Oxford University Press (OUP), Bioinformatics, 9(16), p. 776-785
DOI: 10.1093/bioinformatics/16.9.776
Full text: Download
MOTIVATION: Evaluating the accuracy of predicted models is critical for assessing structure prediction methods. Because this problem is not trivial, a large number of different assessment measures have been proposed by various authors, and it has already become an active subfield of research (Moult et al. (1997,1999) and CAFASP (Fischer et al. 1999) prediction experiments have demonstrated that it has been difficult to choose one single, 'best' method to be used in the evaluation. Consequently, the CASP3 evaluation was carried out using an extensive set of especially developed numerical measures, coupled with human-expert intervention. As part of our efforts towards a higher level of automation in the structure prediction field, here we investigate the suitability of a fully automated, simple, objective, quantitative and reproducible method that can be used in the automatic assessment of models in the upcoming CAFASP2 experiment.
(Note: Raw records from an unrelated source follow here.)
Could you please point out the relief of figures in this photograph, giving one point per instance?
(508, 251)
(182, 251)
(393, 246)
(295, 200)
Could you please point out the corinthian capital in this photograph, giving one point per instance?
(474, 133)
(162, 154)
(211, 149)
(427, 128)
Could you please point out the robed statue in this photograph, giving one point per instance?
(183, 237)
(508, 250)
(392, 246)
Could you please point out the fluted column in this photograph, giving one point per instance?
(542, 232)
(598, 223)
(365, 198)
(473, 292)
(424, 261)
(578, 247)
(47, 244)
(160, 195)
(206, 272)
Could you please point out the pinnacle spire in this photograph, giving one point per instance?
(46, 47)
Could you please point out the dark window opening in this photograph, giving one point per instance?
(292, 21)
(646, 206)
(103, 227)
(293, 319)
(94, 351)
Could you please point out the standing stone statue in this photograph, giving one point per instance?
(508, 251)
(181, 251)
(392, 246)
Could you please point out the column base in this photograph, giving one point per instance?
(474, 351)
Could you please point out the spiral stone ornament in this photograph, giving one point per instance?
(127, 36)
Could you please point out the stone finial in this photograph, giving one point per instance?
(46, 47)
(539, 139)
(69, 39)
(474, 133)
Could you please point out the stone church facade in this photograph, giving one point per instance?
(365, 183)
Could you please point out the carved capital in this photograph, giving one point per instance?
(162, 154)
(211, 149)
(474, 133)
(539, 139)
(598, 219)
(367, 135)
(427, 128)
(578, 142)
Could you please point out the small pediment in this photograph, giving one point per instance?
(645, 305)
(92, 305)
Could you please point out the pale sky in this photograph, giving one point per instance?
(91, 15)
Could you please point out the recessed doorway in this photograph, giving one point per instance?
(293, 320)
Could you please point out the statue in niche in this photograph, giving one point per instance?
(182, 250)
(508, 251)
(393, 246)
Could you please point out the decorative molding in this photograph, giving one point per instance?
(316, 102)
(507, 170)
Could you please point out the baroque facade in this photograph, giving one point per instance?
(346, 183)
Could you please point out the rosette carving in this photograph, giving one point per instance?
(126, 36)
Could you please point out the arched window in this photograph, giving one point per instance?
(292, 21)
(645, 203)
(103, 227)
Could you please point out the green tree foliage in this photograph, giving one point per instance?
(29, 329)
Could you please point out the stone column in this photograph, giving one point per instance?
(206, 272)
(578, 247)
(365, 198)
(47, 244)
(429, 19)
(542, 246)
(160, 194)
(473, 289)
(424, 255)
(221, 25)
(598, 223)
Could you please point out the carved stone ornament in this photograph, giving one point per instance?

Such a method should (a) produce one single number that measures the quality of a predicted model and (b) perform similarly to human-expert evaluations. RESULTS: MaxSub is a new and independently developed method that further builds and extends some of the evaluation methods introduced at CASP3. MaxSub aims at identifying the largest subset of C(alpha) atoms of a model that superimpose 'well' over the experimental structure, and produces a single normalized score that represents the quality of the model. Because there exists no evaluation method for assessment measures of predicted models, it is not easy to evaluate how good our new measure is. Even though an exact comparison of MaxSub and the CASP3 assessment is not straightforward, here we use a test-bed extracted from the CASP3 fold-recognition models. A rough qualitative comparison of the performance of MaxSub vis-a-vis the human-expert assessment carried out at CASP3 shows that there is a good agreement for the more accurate models and for the better predicting groups. As expected, some differences were observed among the medium to poor models and groups. Overall, the top six predicting groups ranked using the fully automated MaxSub are also the top six groups ranked at CASP3. We conclude that MaxSub is a suitable method for the automatic evaluation of models.